The User Management Administrator is perhaps the most versatile account type, short of the Super Admin. The User Management Admin manages accounts for non-admin users, and can rename them, change their passwords, create and delete user accounts and so on.
It may seem tempting to give Super Admin privileges to the account that handles User Management to your company -- after all, if your trusted admin is already handling user accounts, why not put a little more on their plate? But that doesn't seem like as tempting of a strategy once you understand the full power of the Super Admin role.
Your Super Admin essentially holds power over all other admins in your system, and wields remarkable power over your company's Google Apps as a whole. On the most basic level, a Super Admin administers other admins' accounts -- giving and revoking admin access, resetting administrators' passwords, and so forth. And if an User Management Admin accidentally deletes a user account, only the Super Admin can restore it.
But the power of a Super Admin goes far beyond this. For instance, a Super Admin can create and modify the organizational units that provide Google Apps access and privileges to users. The Super Admin can also search through an organization's email logs, and can modify your billing options for its Google Apps account.
It should be clear that the Super Admin's role is incredibly powerful, and not quite like the privileges given to any other Google Apps admin. An inexperienced Super Admin, or a simple error made by a Super Admin account, can do a lot of damage. And if your business' Super Admin account gets hacked, the results will almost certainly be devastating.
Most savvy Linux admins know not to use a superuser account for their everyday needs. The risk of doing accidental damage to your system is too great, and if your superuser account gets hacked, you're in trouble.
For that same reason, you shouldn't give a Super Admin privileges to an account one of your users logs into every day. It's too powerful, and there's too much of a risk for errors at best, or mischief at worst.
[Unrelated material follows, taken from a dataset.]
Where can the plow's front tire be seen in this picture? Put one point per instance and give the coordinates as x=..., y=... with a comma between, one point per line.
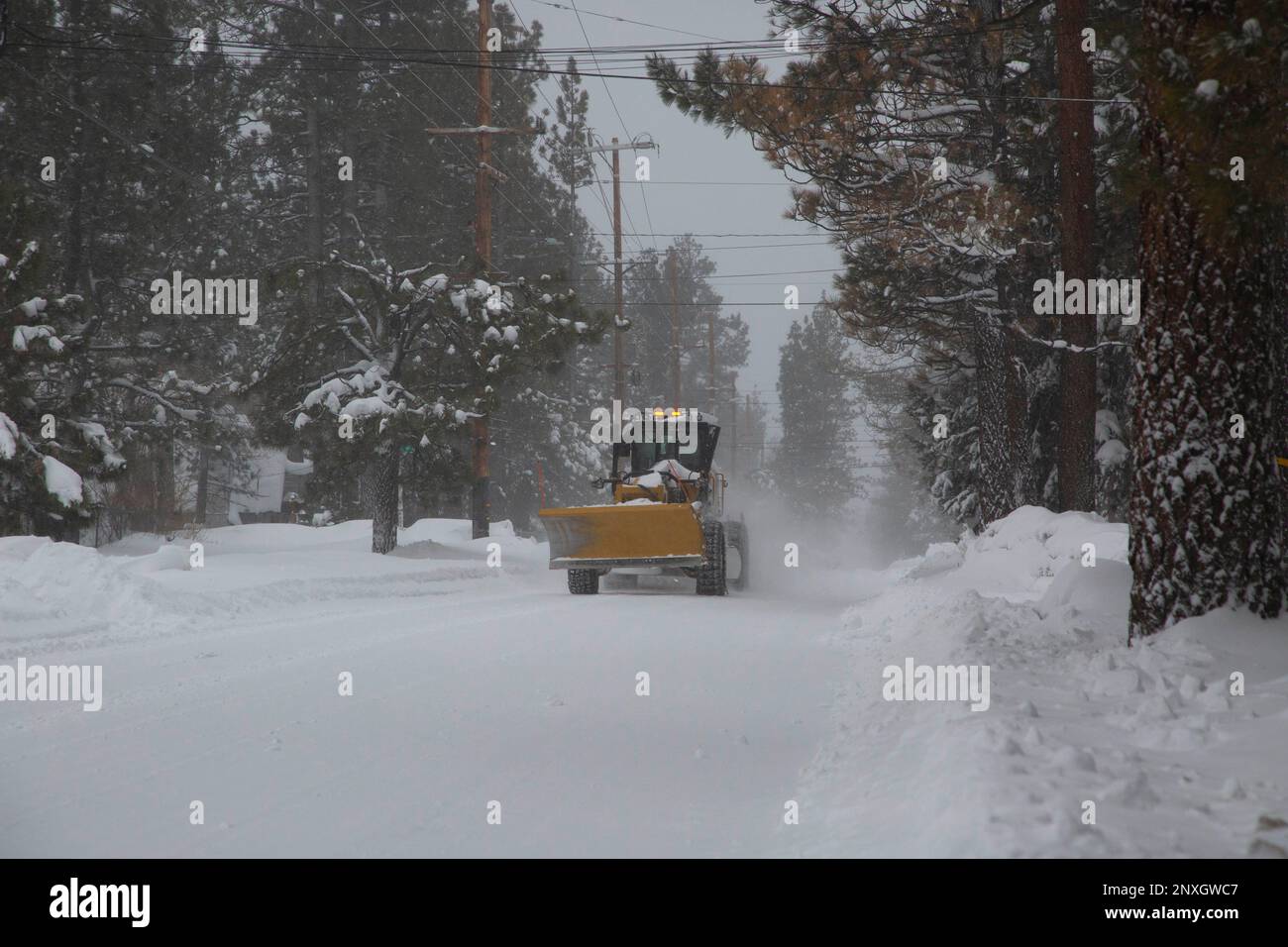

Instead, give Super Admin privileges to a special account, which isn't logged into for any other purposes. Make sure this account's username and password are carefully secured, and that only a few highly trusted admins have access to that information. Make sure to change this account's password regularly, just as you would any other accounts' passwords.
Google advises that you not give Super Admin privileges to any user, unless they've been serving as an admin for a Google Apps account for at least six months. This may not be an option, depending on the size or age of your company, and the waters get muddier when you consider that your Google Apps account must have at least one Super Admin. But that guideline should give you an idea of the level of trust you're giving someone, when you give them Super Admin privileges or access to a dedicated Super Admin account.
Your Super Admin is perhaps the most powerful user in your system, but due to the admin's highly specialized role, this power is easily overlooked. Don't make that mistake. Take your company's Super Admin positions seriously. Make a dedicated account for Super Admin use, and make sure that that account's information is carefully guarded. Otherwise, you put your company's security at serious risk.